What are the key messages you wanted to convey in the book?

The Formula for Better Health highlights the importance of public health, explains what effective public health consists of, and demonstrates how to implement it successfully at scale. At its core, the book outlines what works, why it works, and how to get it done efficiently. It emphasizes that public health is most effective when it is focused, measurable, and accountable. Even in the face of daunting challenges, progress is possible when evidence-based strategies are applied consistently, and results are rigorously tracked. It also makes the case that many of the greatest public health achievements go unnoticed precisely because they prevent harm before it happens – reducing blood pressure, averting epidemics, extending life. Prevention should be seen as both heroic and urgent.

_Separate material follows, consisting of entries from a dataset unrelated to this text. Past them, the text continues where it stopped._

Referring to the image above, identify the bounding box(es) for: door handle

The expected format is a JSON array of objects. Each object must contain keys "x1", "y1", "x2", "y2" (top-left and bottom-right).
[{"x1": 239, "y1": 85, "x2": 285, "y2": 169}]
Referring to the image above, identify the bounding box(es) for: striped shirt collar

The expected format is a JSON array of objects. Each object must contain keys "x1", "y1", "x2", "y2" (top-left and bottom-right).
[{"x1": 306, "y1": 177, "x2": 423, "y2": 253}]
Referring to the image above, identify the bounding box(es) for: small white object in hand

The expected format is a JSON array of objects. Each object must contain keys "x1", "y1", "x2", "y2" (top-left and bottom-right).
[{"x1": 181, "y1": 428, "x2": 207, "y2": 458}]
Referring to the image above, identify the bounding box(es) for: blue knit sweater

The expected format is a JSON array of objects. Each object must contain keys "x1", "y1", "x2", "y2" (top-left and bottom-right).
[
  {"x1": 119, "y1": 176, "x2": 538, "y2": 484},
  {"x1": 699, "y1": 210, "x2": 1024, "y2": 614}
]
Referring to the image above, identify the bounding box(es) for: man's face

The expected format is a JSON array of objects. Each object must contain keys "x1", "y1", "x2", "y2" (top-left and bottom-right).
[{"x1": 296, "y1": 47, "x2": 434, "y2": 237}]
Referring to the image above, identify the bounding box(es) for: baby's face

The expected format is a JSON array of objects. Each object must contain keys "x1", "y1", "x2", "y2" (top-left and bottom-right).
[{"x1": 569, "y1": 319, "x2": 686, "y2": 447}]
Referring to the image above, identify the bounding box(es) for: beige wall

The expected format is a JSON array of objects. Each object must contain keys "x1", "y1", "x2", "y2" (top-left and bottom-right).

Another central theme is that leadership and management are as essential as medicine. Whether fighting tuberculosis in New York or heart disease in Africa, success often depends on good data, operational discipline, and sustained political will. These lessons are highly relevant for leaders in health and beyond.

Ultimately, I wrote this book to provide a roadmap for how governments, organizations, and individuals can drive meaningful change, improve population health, and help create a world where preventable death becomes rare.

When you look to the future of public health, what excites you most, and what concerns you the most?

I am most excited by the potential for future progress through new technologies combined with rigorous application of the proven formula to save millions of lives and help individuals do what they want to do for longer. Never before have we been closer to a world where preventable death becomes rare.

What concerns me most: we may fail to marshal forces to overcome opposition to effective health action. If this happens, too many people will continue to suffer and die young, causing enormous tragedies for individuals, families, communities, countries, and the world.